In config/columnvalidator_example.yaml:

column_config:
  rules:
    minimal:
      operator: "AND"
      columns:
        - Firstname
        - Middle name
        - Surname
        - Order in publication
      severity: "error"
    affiliation:
      operator: "OR"  # Either legacy OR regex-based affiliation columns must be present
      columns:
        - Primary affiliation
        - Secondary affiliation  # Legacy columns
      regex: "^Affiliation [0-9]+$"  # Regex-based columns
      severity: "error"  # Make sure it's required for validation to pass
    title:
      operator: "AND"
      columns:
        - Corresponding author?
        - Email address
      severity: "warning"

Using Regex to Validate Column Names

You can also define regex-based column validation to match dynamically named columns.

Example: Using Regex for Affiliation Columns

column_config:
  rules:
    affiliation:
      operator: "OR"
      columns:
        - Primary affiliation
        - Secondary affiliation
      regex: "^Affiliation [0-9]+$"
      severity: "error"

This configuration: - Requires at least one affiliation column. - Allows dynamic affiliation columns (e.g., Affiliation 1, Affiliation 2, etc.). - Fails validation if no affiliation column exists.

Running the ColumnValidator

config_path <- system.file("config/columnvalidator_example.yaml", package = "tenzing")

config_file <- yaml::read_yaml(config_path)

column_validator <- ColumnValidator$new(config_input = config_file$column_config)

column_results <- column_validator$validate_columns(my_contributors_table)

column_results
#> $minimal
#> $minimal$type
#> [1] "success"
#> 
#> $minimal$message
#> All column requirements satisfied.
#> 
#> 
#> $affiliation
#> $affiliation$type
#> [1] "success"
#> 
#> $affiliation$message
#> All column requirements satisfied.
#> 
#> 
#> $title
#> $title$type
#> [1] "success"
#> 
#> $title$message
#> All column requirements satisfied.

6. Bringing It All Together with ValidateOutput

The ValidateOutput class integrates both Validator and ColumnValidator.

How It Works

  1. Reads the configuration file.

  2. Runs ColumnValidator to check required columns.

  3. Runs Validator to check data integrity.
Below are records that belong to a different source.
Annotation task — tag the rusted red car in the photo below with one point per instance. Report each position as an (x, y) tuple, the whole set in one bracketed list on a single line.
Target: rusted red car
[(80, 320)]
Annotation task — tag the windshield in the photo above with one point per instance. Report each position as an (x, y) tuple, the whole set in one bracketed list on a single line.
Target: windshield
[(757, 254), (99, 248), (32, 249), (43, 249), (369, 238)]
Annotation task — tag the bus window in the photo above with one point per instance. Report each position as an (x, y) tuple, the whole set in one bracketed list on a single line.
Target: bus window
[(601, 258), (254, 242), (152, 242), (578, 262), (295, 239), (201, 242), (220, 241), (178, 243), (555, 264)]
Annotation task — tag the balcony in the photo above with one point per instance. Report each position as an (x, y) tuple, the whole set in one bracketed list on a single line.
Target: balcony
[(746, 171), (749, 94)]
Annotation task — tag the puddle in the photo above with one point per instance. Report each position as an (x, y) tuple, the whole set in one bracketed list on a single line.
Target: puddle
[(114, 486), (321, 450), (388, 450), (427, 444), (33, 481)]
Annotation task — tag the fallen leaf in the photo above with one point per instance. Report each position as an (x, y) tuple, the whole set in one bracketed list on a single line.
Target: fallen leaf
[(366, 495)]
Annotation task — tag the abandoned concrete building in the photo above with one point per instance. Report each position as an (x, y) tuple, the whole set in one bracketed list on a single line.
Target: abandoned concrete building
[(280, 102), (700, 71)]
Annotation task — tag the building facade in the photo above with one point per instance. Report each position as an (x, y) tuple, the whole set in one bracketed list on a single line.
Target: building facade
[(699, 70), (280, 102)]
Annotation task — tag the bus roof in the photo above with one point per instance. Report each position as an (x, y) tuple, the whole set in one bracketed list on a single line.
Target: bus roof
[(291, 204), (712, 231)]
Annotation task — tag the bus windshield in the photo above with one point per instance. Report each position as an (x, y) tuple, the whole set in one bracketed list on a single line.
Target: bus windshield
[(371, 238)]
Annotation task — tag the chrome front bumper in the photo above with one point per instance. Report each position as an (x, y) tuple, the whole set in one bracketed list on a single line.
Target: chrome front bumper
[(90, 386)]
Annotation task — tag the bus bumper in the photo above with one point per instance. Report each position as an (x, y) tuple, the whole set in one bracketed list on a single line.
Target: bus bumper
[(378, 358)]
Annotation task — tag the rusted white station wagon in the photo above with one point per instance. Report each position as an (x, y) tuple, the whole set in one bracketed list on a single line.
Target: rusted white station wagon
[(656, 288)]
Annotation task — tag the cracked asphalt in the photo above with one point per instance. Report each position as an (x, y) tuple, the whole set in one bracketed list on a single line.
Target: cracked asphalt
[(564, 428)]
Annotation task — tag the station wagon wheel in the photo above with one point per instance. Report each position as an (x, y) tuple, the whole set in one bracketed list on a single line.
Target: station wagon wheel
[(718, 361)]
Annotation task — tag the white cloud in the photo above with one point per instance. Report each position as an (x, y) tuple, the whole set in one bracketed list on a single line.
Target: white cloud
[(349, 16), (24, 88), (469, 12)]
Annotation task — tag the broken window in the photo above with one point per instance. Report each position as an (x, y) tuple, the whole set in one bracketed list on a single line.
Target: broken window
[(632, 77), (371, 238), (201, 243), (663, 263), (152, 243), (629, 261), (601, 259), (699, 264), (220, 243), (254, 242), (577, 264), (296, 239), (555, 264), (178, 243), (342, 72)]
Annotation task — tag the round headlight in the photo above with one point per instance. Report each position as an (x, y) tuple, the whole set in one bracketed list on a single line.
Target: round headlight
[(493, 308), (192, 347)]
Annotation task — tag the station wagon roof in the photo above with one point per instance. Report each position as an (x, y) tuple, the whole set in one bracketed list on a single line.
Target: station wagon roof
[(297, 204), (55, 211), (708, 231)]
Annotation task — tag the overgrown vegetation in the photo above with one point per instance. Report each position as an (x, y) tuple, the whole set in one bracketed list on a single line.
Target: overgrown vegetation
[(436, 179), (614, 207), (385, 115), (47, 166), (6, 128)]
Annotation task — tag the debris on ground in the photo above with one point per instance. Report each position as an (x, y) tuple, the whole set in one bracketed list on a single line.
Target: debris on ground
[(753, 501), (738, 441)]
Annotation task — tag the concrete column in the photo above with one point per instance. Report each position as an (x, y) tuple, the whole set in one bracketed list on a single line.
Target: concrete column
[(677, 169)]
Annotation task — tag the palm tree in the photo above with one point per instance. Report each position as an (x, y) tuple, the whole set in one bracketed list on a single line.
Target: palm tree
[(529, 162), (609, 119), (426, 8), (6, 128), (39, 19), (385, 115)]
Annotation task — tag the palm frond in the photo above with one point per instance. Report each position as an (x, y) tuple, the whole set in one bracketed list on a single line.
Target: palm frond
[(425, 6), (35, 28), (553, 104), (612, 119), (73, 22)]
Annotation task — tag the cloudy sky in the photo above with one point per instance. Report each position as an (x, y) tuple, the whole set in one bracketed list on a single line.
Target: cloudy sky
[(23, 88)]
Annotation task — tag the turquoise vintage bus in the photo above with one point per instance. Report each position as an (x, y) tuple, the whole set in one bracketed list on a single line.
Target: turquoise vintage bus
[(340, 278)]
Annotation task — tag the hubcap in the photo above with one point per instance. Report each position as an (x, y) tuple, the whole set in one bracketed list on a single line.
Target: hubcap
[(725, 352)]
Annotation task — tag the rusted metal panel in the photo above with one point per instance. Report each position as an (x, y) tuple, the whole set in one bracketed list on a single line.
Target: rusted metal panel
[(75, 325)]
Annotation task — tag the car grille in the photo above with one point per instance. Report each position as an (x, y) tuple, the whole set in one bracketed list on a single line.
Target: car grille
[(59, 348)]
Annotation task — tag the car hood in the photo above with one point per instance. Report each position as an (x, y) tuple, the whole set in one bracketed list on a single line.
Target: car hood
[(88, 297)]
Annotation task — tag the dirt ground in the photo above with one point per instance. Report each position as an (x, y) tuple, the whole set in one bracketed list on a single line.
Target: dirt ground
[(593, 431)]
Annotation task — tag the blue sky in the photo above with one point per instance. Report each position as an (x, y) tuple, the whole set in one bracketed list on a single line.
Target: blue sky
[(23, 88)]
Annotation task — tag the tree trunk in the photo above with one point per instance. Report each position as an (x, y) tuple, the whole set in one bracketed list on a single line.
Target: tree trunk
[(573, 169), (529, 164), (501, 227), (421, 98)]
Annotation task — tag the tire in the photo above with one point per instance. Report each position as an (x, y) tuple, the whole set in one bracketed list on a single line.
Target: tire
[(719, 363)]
  4. Returns the combined results.

Example Usage

validate_output_instance <- ValidateOutput$new(config_path = config_path)

validate_results <- validate_output_instance$run_validations(my_contributors_table)

validate_results
#> $minimal
#> $minimal$type
#> [1] "success"
#> 
#> $minimal$message
#> All column requirements satisfied.
#> 
#> 
#> $affiliation
#> $affiliation$type
#> [1] "success"
#> 
#> $affiliation$message
#> All column requirements satisfied.
#> 
#> 
#> $title
#> $title$type
#> [1] "success"
#> 
#> $title$message
#> All column requirements satisfied.

7. Summary

  • Define custom validation functions in validation_helpers.R.
  • Add custom validations to YAML configuration files.
  • Use Validator to run content-based checks.
  • Use ColumnValidator to enforce required columns.
  • Use ValidateOutput to integrate everything.